The manage_dataset.py script is a utility toolkit to download structures from RCSB PDB, generate distance/angle statistics, clean structures, or automate workflows.

It is structured into distinct subcommands.

How to Run

python manage_dataset.py [COMMAND] [OPTIONS]

Available Commands

retrieve_data

Downloads a dataset matching specific quality and resolution criteria.

python manage_dataset.py retrieve_data [FOLDER_PATH] [OPTIONS]
  • FOLDER_PATH (Argument): Directory where structures will be saved.
  • -m, --molecule [RNA|Protein]: Molecule type to download (default: RNA).
  • -r, --resolution FLOAT: Maximum allowed experimental resolution in Angstroms (default: 1.1).
  • -e, --extension [mmCif|pdb]: Target file format to download (default: mmCif).
  • --pure/--no-pure: Download only pure structures (e.g., only RNA, excluding complexes) (default: True).

make_distri

Extracts and saves consecutive residue distances from a folder of PDB/mmCIF structures.

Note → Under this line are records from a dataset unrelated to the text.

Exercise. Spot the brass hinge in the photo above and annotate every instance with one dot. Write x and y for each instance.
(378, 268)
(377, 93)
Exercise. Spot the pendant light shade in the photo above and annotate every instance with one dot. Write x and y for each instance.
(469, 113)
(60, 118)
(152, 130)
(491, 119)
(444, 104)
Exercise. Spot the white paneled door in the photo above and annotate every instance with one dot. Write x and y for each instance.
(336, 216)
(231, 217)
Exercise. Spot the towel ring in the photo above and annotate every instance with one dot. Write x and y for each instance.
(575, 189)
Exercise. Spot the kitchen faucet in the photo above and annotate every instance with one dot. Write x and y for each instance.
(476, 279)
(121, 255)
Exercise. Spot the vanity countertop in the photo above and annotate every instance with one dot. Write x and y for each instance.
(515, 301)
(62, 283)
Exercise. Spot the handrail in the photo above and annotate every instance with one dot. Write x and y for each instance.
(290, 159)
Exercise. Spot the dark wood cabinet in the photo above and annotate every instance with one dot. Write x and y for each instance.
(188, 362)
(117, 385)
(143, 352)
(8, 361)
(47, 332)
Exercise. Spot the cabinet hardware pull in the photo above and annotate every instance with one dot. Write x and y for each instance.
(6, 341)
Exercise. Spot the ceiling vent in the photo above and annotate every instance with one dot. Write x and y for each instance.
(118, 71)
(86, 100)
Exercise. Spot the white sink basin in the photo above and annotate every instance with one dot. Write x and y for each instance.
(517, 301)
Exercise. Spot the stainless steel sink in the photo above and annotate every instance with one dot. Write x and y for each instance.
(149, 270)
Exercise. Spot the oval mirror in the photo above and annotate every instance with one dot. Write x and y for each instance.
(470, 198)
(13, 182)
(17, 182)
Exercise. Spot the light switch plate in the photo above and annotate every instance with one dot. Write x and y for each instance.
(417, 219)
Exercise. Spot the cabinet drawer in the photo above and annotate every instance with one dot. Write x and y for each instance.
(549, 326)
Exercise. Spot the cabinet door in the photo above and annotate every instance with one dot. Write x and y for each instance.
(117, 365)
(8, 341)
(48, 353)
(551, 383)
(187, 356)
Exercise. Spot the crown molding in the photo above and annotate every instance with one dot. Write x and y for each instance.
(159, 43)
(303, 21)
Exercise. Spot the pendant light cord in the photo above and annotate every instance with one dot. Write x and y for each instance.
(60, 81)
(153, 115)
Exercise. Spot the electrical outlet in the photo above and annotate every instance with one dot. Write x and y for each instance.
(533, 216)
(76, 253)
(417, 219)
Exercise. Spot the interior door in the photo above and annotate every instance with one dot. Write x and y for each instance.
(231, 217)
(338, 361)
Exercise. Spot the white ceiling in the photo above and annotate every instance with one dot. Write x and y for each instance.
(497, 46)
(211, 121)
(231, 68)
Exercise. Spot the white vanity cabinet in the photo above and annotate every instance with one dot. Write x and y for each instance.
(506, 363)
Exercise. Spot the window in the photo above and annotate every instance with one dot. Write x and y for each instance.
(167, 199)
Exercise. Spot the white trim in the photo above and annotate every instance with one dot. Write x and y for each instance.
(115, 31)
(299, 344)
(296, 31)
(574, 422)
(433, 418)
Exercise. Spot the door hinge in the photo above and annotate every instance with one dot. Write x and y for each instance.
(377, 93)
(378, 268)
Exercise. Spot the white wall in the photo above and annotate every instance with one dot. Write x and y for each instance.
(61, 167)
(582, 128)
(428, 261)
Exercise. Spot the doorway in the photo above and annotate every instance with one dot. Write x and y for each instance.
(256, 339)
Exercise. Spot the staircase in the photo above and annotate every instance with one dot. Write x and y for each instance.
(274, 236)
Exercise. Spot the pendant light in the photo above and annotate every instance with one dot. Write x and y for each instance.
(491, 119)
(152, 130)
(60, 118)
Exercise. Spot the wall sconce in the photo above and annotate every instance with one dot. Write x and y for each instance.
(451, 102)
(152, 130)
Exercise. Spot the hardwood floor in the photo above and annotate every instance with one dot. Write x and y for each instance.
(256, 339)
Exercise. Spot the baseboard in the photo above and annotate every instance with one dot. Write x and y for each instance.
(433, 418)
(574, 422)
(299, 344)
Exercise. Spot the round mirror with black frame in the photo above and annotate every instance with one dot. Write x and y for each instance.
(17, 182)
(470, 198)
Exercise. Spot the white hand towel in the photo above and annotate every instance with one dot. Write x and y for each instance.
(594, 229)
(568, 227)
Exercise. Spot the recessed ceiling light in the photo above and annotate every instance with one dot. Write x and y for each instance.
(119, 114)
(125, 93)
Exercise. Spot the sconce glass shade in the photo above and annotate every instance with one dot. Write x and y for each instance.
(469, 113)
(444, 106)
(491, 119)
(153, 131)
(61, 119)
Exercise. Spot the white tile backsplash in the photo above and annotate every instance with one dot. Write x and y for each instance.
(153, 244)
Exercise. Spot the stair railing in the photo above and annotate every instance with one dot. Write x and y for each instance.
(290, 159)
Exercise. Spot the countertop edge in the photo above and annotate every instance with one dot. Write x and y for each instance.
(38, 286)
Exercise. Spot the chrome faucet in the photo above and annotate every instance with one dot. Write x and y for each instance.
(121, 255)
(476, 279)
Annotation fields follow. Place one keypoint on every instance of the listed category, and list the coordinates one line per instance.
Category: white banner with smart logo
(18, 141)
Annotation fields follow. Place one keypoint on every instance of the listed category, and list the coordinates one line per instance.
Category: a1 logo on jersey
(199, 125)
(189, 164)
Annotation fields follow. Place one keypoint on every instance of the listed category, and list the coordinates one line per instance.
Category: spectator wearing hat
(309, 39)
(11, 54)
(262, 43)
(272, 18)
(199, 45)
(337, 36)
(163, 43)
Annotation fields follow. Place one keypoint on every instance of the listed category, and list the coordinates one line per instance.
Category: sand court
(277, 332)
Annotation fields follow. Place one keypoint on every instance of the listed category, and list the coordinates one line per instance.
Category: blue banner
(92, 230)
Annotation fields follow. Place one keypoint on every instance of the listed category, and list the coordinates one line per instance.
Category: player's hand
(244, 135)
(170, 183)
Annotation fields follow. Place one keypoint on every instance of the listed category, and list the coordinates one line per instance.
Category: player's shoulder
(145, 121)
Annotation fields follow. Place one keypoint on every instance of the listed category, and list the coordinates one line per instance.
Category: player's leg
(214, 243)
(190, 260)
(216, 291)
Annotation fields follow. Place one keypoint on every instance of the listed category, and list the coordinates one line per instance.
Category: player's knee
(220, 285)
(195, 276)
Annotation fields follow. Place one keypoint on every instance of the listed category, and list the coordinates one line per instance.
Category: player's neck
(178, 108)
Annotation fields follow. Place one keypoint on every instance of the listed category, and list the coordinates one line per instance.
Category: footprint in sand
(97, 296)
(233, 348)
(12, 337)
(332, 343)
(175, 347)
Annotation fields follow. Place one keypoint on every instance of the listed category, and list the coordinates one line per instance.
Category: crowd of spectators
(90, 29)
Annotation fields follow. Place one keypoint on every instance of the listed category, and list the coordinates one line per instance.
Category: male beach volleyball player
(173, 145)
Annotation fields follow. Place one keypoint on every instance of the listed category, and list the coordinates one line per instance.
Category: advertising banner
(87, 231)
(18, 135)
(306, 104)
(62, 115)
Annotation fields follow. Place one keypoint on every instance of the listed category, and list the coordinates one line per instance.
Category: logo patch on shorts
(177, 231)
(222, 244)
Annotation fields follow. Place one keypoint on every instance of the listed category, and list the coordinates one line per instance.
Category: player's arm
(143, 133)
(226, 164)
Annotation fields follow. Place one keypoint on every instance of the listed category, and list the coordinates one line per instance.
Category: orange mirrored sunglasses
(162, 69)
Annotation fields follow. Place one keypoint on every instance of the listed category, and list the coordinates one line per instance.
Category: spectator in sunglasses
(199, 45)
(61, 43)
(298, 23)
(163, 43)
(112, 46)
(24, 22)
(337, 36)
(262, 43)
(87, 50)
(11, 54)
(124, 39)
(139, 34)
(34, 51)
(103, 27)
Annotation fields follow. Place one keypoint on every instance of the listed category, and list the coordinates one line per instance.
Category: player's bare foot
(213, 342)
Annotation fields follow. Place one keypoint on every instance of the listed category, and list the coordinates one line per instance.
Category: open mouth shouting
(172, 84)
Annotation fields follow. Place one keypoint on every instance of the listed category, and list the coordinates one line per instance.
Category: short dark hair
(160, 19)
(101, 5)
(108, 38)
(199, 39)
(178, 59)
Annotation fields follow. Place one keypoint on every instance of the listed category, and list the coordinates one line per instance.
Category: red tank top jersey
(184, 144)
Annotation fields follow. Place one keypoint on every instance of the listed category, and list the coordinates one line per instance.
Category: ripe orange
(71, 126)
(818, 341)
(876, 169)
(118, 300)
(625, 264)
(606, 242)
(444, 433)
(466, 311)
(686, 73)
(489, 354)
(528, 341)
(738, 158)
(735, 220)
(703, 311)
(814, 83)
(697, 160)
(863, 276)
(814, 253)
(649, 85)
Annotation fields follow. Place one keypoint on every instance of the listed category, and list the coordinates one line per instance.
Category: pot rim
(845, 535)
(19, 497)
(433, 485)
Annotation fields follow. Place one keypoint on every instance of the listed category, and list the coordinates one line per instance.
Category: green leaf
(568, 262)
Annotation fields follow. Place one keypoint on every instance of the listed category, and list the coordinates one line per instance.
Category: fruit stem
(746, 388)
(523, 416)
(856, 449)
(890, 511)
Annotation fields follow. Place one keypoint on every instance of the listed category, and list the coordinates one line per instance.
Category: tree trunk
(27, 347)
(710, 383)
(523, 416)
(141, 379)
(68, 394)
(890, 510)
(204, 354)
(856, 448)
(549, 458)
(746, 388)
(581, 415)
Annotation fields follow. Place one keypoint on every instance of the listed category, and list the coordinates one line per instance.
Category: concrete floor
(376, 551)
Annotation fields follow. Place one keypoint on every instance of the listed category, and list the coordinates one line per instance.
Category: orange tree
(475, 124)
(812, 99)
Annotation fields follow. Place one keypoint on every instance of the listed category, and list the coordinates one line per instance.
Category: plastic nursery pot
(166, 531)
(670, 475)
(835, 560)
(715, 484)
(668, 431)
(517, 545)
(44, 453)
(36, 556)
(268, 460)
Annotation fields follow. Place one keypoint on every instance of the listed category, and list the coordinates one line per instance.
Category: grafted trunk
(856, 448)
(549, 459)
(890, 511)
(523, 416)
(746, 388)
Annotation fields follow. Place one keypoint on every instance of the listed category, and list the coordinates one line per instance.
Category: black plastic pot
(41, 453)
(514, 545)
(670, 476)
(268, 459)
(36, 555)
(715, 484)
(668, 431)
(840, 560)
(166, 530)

python manage_dataset.py make_distri [FOLDER_PATH] [OPTIONS]
  • FOLDER_PATH (Argument): Folder containing structures to analyze.
  • -m, --molecule [RNA|Protein]: Molecule type (default: RNA).
  • -a, --ref-atom TEXT: The atom type to measure distances between (default: C3').
  • -o, --output TEXT: Prefix path for output CSV files (default: distances).
  • --save-distances/--no-save-distances: Save all individual pairwise measurements to a CSV (default: True).
  • --save-summary/--no-save-summary: Save overall statistical indicators (mean, std, min, max) to results_summary.csv (default: True).

extract_sequences

Extracts nucleotide sequences and headers from PDB files in a directory.

python manage_dataset.py extract_sequences [FOLDER_PATH] [OPTIONS]
  • FOLDER_PATH (Argument): Directory containing PDB files.
  • -o, --output TEXT: Output CSV filename (default: sequences.csv).

clean_pdb

Cleans PDB structures by stripping away protein chains and ligand heteroatoms to isolate pure nucleic acids.

python manage_dataset.py clean_pdb [FOLDER_PATH] [OPTIONS]
  • FOLDER_PATH (Argument): Directory containing PDB files.
  • -o, --output TEXT: Folder to save cleaned structures. If not specified, modifies files in-place.

auto

An interactive wizard that automates both dataset retrieval and statistical calculations.

python manage_dataset.py auto [FOLDER_PATH] [OPTIONS]
  • FOLDER_PATH (Argument): Target directory for dataset and statistics.
  • Accepts all options from retrieve_data and make_distri commands.